I am also not convinced that forcing Cache-Control to no-cache is correct. Error results can absolutely be cached. https://cloud.google.com/media-cdn/docs/caching, for example, describes how Google's CDN handles cached errors. An argument might be made that in situations like http.ServeContent, the caller can only set Cache-Control for the successful response, and so Error should assume that's not the expiry for an error. Perhaps that is true.

CL 544109 forced Cache-Control: no-cache instead of deleting the header. That broke many tests inside and outside Google.

CL 569815 changed the logic to only force Cache-Control to no-cache when it was already set to something else. This still breaks some tests inside Google; I am not sure about outside. It still seems incorrect to me. If we believe that the content being returned by Error is not accurately described by w.Header() on entry in certain ways, then why should these two code snippets produce different headers?

w.Header().Set("Cache-Control", "public, max-age=86400")
http.ServeFile(w, r, "/tmp/x.txt")

versus

http.ServeFile(w, r, "/tmp/x.txt")

I cannot justify why one error should have “Cache-Control: no-cache” while the other should have no header at all. Always or never is easier to justify than “depends on a header we already established shouldn't apply to the error response”.

I rolled back CLs 544109 and CL 569815 because of the Cache-Control breakage, and I am making this a proposal because of the compatibility implications (we've already had many broken tests).

It seems plenty defensible to me to change Error to do:

  • Delete Content-Length (already done, obviously inappropriate)
  • Delete Content-Encoding
  • Delete Etag
  • Delete Last-Modified

I propose we do those.
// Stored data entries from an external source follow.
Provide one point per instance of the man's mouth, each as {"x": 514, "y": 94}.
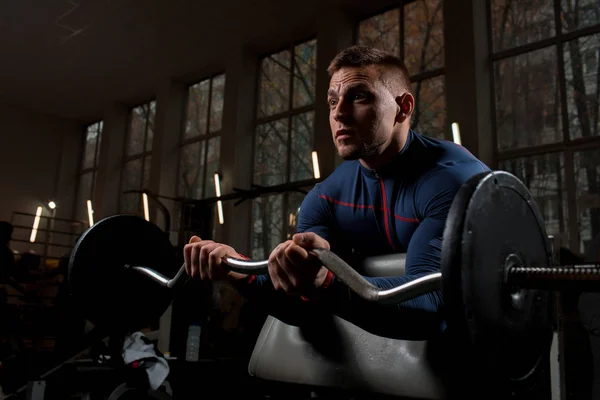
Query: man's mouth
{"x": 343, "y": 134}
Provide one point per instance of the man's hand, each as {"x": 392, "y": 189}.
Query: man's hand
{"x": 293, "y": 269}
{"x": 204, "y": 260}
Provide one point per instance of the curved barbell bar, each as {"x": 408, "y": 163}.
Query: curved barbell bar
{"x": 342, "y": 271}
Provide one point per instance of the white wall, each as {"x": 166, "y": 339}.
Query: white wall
{"x": 39, "y": 158}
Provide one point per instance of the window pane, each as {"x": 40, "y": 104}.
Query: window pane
{"x": 527, "y": 100}
{"x": 137, "y": 131}
{"x": 516, "y": 23}
{"x": 100, "y": 129}
{"x": 544, "y": 176}
{"x": 212, "y": 166}
{"x": 274, "y": 84}
{"x": 429, "y": 117}
{"x": 216, "y": 104}
{"x": 302, "y": 146}
{"x": 579, "y": 14}
{"x": 84, "y": 193}
{"x": 267, "y": 223}
{"x": 146, "y": 177}
{"x": 294, "y": 200}
{"x": 89, "y": 149}
{"x": 587, "y": 177}
{"x": 423, "y": 35}
{"x": 270, "y": 159}
{"x": 381, "y": 31}
{"x": 191, "y": 170}
{"x": 131, "y": 180}
{"x": 150, "y": 110}
{"x": 197, "y": 110}
{"x": 305, "y": 73}
{"x": 581, "y": 73}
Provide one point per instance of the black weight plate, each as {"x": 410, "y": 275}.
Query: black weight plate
{"x": 494, "y": 219}
{"x": 110, "y": 295}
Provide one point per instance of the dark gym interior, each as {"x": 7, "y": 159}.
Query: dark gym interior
{"x": 210, "y": 118}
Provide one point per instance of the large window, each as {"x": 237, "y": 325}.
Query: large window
{"x": 415, "y": 33}
{"x": 138, "y": 156}
{"x": 88, "y": 168}
{"x": 283, "y": 140}
{"x": 546, "y": 91}
{"x": 201, "y": 138}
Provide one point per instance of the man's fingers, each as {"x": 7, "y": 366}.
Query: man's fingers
{"x": 286, "y": 269}
{"x": 215, "y": 259}
{"x": 195, "y": 239}
{"x": 204, "y": 262}
{"x": 277, "y": 274}
{"x": 195, "y": 261}
{"x": 310, "y": 240}
{"x": 296, "y": 254}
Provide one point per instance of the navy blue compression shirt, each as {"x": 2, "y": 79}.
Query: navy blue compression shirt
{"x": 398, "y": 208}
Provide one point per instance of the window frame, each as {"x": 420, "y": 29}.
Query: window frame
{"x": 143, "y": 155}
{"x": 81, "y": 171}
{"x": 414, "y": 78}
{"x": 182, "y": 143}
{"x": 567, "y": 147}
{"x": 289, "y": 115}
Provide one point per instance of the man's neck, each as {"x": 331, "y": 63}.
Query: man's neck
{"x": 390, "y": 150}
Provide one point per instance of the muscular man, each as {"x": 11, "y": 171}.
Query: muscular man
{"x": 391, "y": 194}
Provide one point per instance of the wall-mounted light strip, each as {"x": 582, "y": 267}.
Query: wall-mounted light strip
{"x": 219, "y": 203}
{"x": 456, "y": 133}
{"x": 146, "y": 208}
{"x": 36, "y": 224}
{"x": 90, "y": 212}
{"x": 316, "y": 171}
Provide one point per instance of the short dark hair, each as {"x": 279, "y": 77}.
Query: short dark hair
{"x": 364, "y": 56}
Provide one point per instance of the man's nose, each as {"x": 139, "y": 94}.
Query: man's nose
{"x": 341, "y": 112}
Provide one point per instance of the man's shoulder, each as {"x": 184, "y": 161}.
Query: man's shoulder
{"x": 338, "y": 178}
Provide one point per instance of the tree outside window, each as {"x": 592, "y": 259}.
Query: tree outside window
{"x": 138, "y": 157}
{"x": 415, "y": 33}
{"x": 283, "y": 141}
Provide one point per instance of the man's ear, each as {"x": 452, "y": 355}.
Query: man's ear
{"x": 406, "y": 106}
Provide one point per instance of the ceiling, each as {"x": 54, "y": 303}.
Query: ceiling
{"x": 72, "y": 58}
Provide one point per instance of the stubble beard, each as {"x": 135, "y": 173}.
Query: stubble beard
{"x": 360, "y": 151}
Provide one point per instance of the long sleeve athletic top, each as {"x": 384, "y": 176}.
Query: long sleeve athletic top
{"x": 399, "y": 208}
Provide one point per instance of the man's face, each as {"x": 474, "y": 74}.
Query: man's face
{"x": 362, "y": 112}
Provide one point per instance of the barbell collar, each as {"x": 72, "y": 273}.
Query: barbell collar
{"x": 580, "y": 277}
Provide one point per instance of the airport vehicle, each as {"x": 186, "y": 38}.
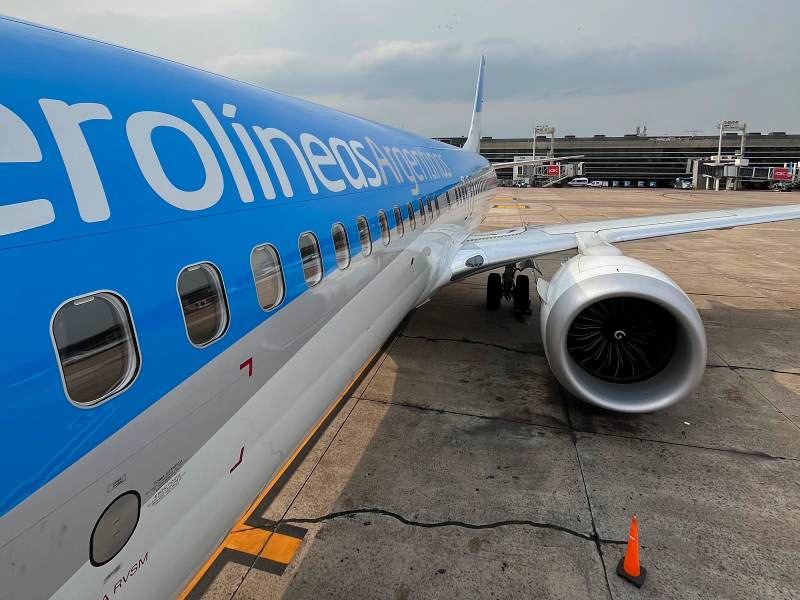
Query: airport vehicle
{"x": 196, "y": 269}
{"x": 781, "y": 186}
{"x": 578, "y": 182}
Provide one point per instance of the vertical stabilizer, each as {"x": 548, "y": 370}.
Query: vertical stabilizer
{"x": 473, "y": 142}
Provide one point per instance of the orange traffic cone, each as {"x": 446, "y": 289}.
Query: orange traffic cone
{"x": 629, "y": 567}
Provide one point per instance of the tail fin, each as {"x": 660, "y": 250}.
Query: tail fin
{"x": 473, "y": 143}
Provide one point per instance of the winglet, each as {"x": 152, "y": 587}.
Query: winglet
{"x": 473, "y": 143}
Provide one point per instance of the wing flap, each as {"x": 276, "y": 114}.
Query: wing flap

I don't expect any objections here but won't be surprised if I am missing something.

For Cache-Control specifically, it seems like there are four options:

  1. Leave Cache-Control unmodified (historical Go behavior)
  2. Force Cache-Control to no-cache unconditionally (CL 544109)
  3. Replace extant Cache-Control with no-cache but leave unset unset (CL 569815)
  4. Delete Cache-Control unconditionally.

I propose we do (4), because:

  • We have already identified problems with (1), (2), and (3).
  • (4) aligns with the other deletions we already do.
  • (4) matches (1) for the many Go programs in the world that never think about Cache-Control at all, so it creates the least amount of churn (tied with (3), but (3) has the contradiction noted above).

If people are in favor of that proposal, then the next question is whether to gate these with a GODEBUG setting. The first two in the list seem like obvious bug fixes, because they are about the actual content form, and that's the job of func Error; the caller does not control that content. The last two are less defensible, because they are about the semantics of the response, and the caller may well want to be describing the error by setting those headers. For example consider code that tries to create a cacheable error today:

w.Header().Set("Cache-Control", "public, max-age=3600")
http.Error(w, "you're a teapot", 410)

Perhaps we should have a GODEBUG that controls the last three deletions?
Let's say httpcleanerrorheaders=0 preserves Etag, Last-Modified, and Cache-Control.

Then the complete proposal is

  • Delete Content-Length (already done, obviously correct)
  • Delete Content-Encoding (obviously correct)
  • Delete Etag
  • Delete Last-Modified
  • Delete Cache-Control
  • GODEBUG=httpcleanerrorheaders=0 disables the Etag, Last-Modified, and Cache-Control deletions
@ianlancetaylor
Copy link
Contributor

CC @neild @bradfitz

@mitar
Copy link
Contributor

mitar commented Mar 15, 2024

I am not convinced that deleting Etag and Last-Modified is correct. Those describe the resource at the URL, and it seems sensible to me to say that a response can be an error that says “something about your request was invalid” but still also send back information about the underlying resource. It's not obviously wrong in the way that using the underlying resource's Content-Encoding or Content-Length is obviously wrong.

It is not always wrong, but it can be wrong. In my own use case, I set immutable caching header with etag for the contents I am planing to serve (which I have in metadata in db) and then I go to serve the file. If that file serving fails for some reason (Read returns an error, or if range request is invalid, etc.) an error is returned. That error might be permanent or transient. For transient errors those caching headers and etag and last-modified should be removed. But it is hard to know if it is transient, so removing those headers is reasonable in my view.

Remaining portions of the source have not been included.